For when you don’t have a friend with a pickup truck and you need to move on the cheap.

A new breed of online moving companies with names like Buddytruk and PICKUP has drawn interest from the Texas Department of Motor Vehicles, which wants to ensure the companies are following state laws requiring moving truck drivers to be licensed.

“Anyone moving household goods in a pick-up truck for hire is required to register with the Texas Department of Motor Vehicles and show proof of insurance in the amounts required by law,” reads a letter the department sent to Plano-based PICKUP in October. “Something bought at a garage sale for home use would qualify as household goods.”
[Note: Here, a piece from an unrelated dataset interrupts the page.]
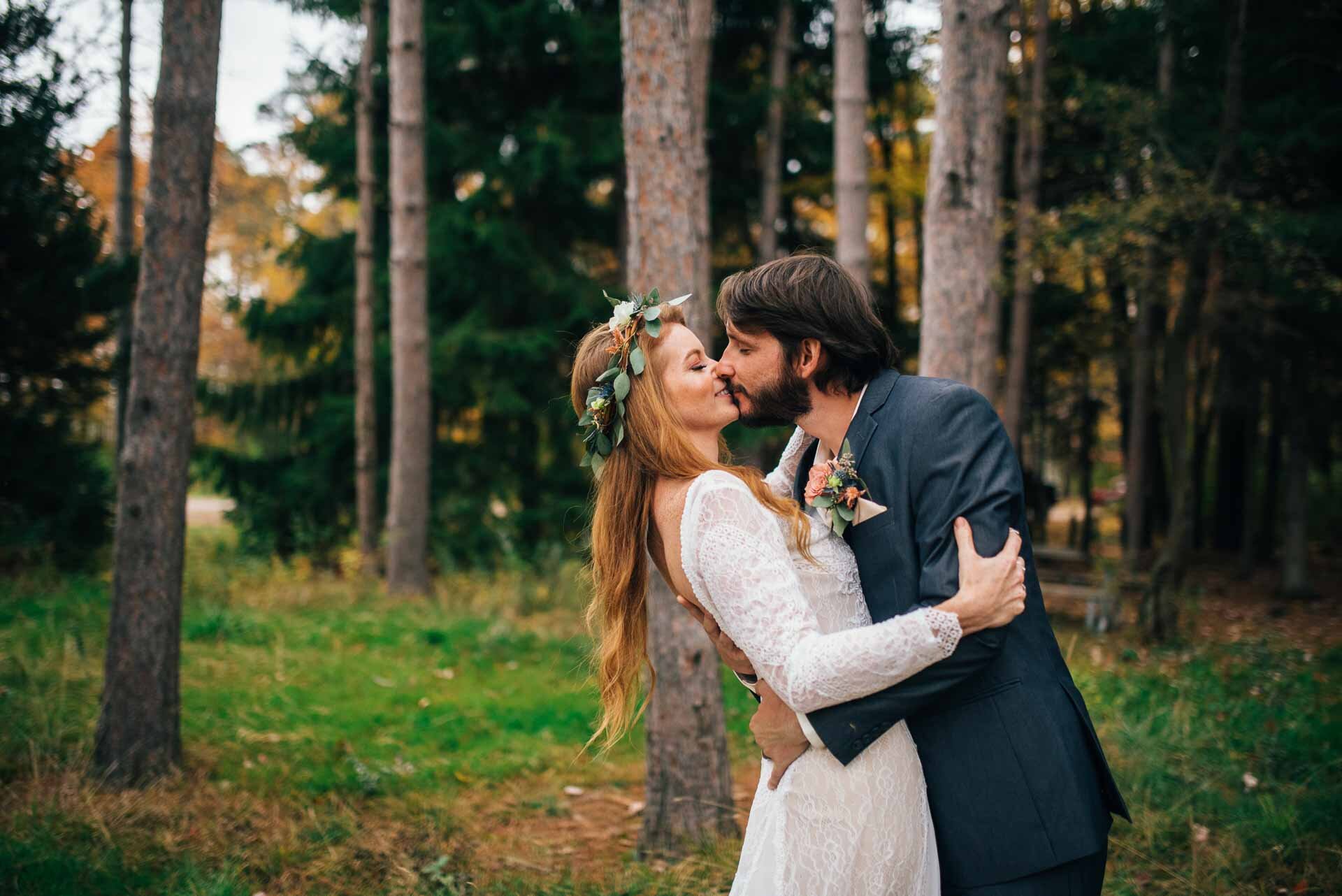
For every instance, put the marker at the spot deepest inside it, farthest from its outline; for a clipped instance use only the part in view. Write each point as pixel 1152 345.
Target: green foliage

Since May, the department has sent letters to four app-based moving companies, warning each that they may be violating state law, according to spokesman Adam Shaivitz. Along with PICKUP, they include Austin-based Burro, as well as HashMove and Buddytruk, both based in California but offering services in Austin.

“Providers that refuse compliance can be referred to law enforcement because moving household goods without a license is a crime,” Shaivitz said. So far, the agency has not referred any cases involving these four companies to law enforcement.

Department officials say the issue is more than just the state keeping track of moving companies. The agency has pursued unregistered movers in the past who demand more money before delivering goods or fail to show up for delivery at all. Often, such movers advertise their services on sites like Craigslist, according to officials in several states.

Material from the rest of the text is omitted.